Na terra do Tio Sam, aliás, apesar de o setor elétrico ser majoritariamente privado, as hidrelétricas são consideradas instalações estratégicas e fundamentais à segurança nacional. Por isso, são majoritariamente pertencentes ao Estado e em grande parte geridas pelo Exército.
Os EUA ainda oferecem o exemplo da TVA (Tennessee Valley Authority). A empresa, criada nos anos de 1930, foi responsável pelo maior programa de construção de hidrelétricas do país na década seguinte. Atualmente, a TVA permanece como renomada empresa estatal na geração de energia e desenvolvimento social na região.
Mesmo países com predominância da termoeletricidade não abrem mão da presença estatal. Caso da Rússia e da Índia, grandes países membros dos BRICS. Outra nação do bloco, a China possui o setor elétrico quase que totalmente controlado pelo Estado.
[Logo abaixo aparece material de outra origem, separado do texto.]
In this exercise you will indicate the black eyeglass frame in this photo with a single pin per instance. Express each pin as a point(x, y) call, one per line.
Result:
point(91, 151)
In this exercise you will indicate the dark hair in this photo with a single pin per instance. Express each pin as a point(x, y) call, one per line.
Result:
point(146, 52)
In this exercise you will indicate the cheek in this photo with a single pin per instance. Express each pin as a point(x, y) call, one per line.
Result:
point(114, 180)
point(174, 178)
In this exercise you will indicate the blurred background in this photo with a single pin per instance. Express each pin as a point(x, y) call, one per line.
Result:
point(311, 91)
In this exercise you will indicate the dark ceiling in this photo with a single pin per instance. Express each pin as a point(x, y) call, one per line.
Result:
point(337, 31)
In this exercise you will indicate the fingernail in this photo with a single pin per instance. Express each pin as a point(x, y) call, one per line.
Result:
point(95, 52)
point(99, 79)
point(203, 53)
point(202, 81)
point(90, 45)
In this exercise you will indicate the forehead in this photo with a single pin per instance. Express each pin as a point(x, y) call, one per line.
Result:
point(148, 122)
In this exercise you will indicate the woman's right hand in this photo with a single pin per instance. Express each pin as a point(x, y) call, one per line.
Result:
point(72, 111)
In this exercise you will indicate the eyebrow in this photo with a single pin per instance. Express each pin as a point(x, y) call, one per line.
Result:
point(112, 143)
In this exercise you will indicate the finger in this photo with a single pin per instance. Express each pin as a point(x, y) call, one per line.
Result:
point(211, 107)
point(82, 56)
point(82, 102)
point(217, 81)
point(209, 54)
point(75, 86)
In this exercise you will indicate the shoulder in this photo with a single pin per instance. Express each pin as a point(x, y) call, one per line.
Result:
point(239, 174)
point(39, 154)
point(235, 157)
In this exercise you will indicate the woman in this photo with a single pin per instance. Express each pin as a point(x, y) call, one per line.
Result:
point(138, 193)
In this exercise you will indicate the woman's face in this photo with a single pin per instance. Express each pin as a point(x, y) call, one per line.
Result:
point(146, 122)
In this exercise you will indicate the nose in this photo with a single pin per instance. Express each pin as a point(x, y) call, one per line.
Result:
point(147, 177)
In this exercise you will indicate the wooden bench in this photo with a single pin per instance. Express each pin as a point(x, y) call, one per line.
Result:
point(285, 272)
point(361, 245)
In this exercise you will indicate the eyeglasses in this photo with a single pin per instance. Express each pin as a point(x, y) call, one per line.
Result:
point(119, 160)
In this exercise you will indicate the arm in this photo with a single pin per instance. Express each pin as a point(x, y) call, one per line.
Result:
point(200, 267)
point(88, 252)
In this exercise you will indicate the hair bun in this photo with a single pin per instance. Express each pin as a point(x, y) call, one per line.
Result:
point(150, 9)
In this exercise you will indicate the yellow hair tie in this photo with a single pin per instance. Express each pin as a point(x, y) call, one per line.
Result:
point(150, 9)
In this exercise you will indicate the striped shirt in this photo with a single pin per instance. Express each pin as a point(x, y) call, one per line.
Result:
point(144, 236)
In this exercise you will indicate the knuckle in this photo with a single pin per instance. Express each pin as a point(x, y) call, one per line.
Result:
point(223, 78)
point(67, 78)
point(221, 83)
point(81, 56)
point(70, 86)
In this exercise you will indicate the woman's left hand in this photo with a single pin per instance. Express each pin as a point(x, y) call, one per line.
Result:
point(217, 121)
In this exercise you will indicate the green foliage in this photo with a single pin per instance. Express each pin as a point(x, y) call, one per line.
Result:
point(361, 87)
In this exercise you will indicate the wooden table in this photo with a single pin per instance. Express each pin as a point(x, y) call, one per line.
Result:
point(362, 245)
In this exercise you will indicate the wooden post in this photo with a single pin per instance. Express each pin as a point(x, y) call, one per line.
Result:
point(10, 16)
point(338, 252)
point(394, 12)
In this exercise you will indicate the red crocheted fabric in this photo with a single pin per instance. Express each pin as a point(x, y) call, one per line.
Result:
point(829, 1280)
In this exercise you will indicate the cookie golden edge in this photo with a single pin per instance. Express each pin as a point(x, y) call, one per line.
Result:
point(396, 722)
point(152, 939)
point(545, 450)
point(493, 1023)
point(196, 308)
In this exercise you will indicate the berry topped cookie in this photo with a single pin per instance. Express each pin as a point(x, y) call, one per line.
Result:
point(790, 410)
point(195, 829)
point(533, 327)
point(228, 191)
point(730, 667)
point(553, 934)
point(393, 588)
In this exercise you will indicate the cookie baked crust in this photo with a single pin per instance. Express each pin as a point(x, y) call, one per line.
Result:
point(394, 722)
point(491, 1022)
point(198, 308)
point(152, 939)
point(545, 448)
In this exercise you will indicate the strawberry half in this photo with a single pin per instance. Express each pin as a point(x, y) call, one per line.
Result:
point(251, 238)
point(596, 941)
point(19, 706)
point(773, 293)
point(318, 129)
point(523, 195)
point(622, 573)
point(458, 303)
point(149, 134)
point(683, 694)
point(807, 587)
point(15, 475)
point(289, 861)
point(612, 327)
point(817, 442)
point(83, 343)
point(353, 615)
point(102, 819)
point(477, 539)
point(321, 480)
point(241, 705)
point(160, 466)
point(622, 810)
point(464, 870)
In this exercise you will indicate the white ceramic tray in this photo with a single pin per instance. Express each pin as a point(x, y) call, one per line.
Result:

O sistema é considerado estratégico para atender a crescente demanda interna do país.
A presença do Estado também é observada na França, segunda maior geradora de energia elétrica da Europa com a EDF (Eletricitè de France). Na Coreia do Sul, a KEPCO (Korean Eletric Power Corporation) controla geração, transmissão e distribuição.